Red E. Lewis and the Redcaps’ manager Chris Tidmarsh had decided that he would become the group’s singer, renaming himself Neil Christian. In accordance with his own change of identity, Tidmarsh/Christian gave the group the moniker the Crusaders, and Page became ‘Nelson Storm’. Rhythm guitarist John Spicer was henceforth known as ‘Jumbo’, while drummer Jim Evans was given the sobriquet of ‘Tornado’.
Playing the same circuit, with Screaming Lord Sutch and the Savages, was a guitarist who had also grown up in Heston. His name was Ritchie Blackmore, and he had a bright future as a founding member of Deep Purple and celebrated guitar hero in his own right.
‘I met Jimmy Page in 1962. I was 16, 17,’ he recalled of their first meeting, at a time when ‘Nelson Storm’ had acquired a new instrument. ‘We played with Neil Christian and the Crusaders. Jimmy Page was playing his Gretsch guitar. I knew he was going to be somebody then. Not only was he a good guitar player, he had that star quality. There was something about him. He was very poised and confident. So I thought, “He’s going to go somewhere, that guy – he knows what he’s doing.” But he was way ahead of most guitar players. He knew he was good too. He was the type of guy, who … he wasn’t arrogant, but he was very comfortable within himself.’
After two years of life on the road, Page came down several times with glandular fever, a lingering virus that was a consequence of exhaustion and a bad diet – and possibly too regular an ingestion of the Vick’s Benzedrine strip. In October 1962, when he was only 18, ‘Nelson Storm’ quit the Neil Christian outfit.

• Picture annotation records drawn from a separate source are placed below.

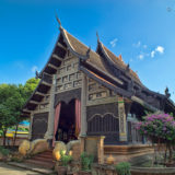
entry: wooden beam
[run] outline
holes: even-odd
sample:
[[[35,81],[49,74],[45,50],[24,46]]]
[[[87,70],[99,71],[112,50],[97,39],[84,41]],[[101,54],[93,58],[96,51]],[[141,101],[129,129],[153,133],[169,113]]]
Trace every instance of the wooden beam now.
[[[46,95],[46,94],[44,94],[44,93],[42,93],[42,92],[38,92],[38,91],[36,91],[35,94],[36,94],[36,95],[40,95],[40,96],[45,96],[45,95]]]
[[[51,84],[47,83],[46,81],[42,81],[42,84],[47,85],[47,86],[51,86]]]
[[[63,45],[61,45],[59,42],[57,43],[57,46],[59,46],[59,47],[63,48],[65,50],[67,50],[67,48]]]
[[[22,112],[24,112],[24,113],[31,113],[31,110],[28,110],[28,109],[23,109]]]
[[[36,101],[30,101],[30,103],[35,104],[35,105],[39,104],[39,102],[36,102]]]
[[[59,61],[62,61],[62,58],[58,57],[56,54],[52,54],[52,58],[59,60]]]
[[[52,69],[57,70],[57,67],[56,67],[56,66],[54,66],[52,63],[48,63],[48,67],[50,67],[50,68],[52,68]]]

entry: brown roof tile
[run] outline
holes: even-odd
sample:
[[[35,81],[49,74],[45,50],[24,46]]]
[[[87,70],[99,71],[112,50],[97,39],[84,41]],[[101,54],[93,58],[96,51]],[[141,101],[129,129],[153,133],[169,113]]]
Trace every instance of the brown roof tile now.
[[[106,51],[106,54],[108,55],[108,57],[113,60],[114,63],[116,63],[117,66],[119,66],[121,69],[126,70],[127,65],[124,62],[121,55],[119,55],[119,57],[115,56],[107,47],[105,47],[103,45],[104,50]],[[136,80],[138,83],[141,83],[138,74],[129,69],[129,74],[133,78],[133,80]]]

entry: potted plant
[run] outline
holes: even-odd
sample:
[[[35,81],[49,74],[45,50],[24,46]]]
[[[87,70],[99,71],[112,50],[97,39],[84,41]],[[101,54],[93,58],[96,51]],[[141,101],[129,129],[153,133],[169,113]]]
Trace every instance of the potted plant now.
[[[117,175],[131,175],[130,174],[130,163],[128,162],[120,162],[116,166]]]
[[[60,160],[57,162],[56,171],[58,175],[66,175],[68,170],[68,164],[72,161],[72,155],[66,154],[66,151],[60,151]]]
[[[94,156],[83,152],[80,156],[81,159],[81,171],[79,172],[80,175],[91,175],[91,165],[94,161]]]

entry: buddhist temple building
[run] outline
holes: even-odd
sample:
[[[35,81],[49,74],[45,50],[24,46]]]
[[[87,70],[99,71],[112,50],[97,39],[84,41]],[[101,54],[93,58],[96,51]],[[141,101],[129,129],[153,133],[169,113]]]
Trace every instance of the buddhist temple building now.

Almost immediately he enrolled at Sutton Art College in Surrey to study painting, a love almost as great as the guitar. Needless to say, Page’s love of music was undimmed, and he had extremely broad taste, eagerly lapping up classical music, both old and new, especially the groundbreaking work of Krzysztof Penderecki, the Polish composer whose 1960 work Threnody to the Victims of Hiroshima conveyed the devastation wrought on 6 August 1945 on the Japanese city. Page’s study of Penderecki’s work would be reflected much later in his use of the violin bow on his guitar.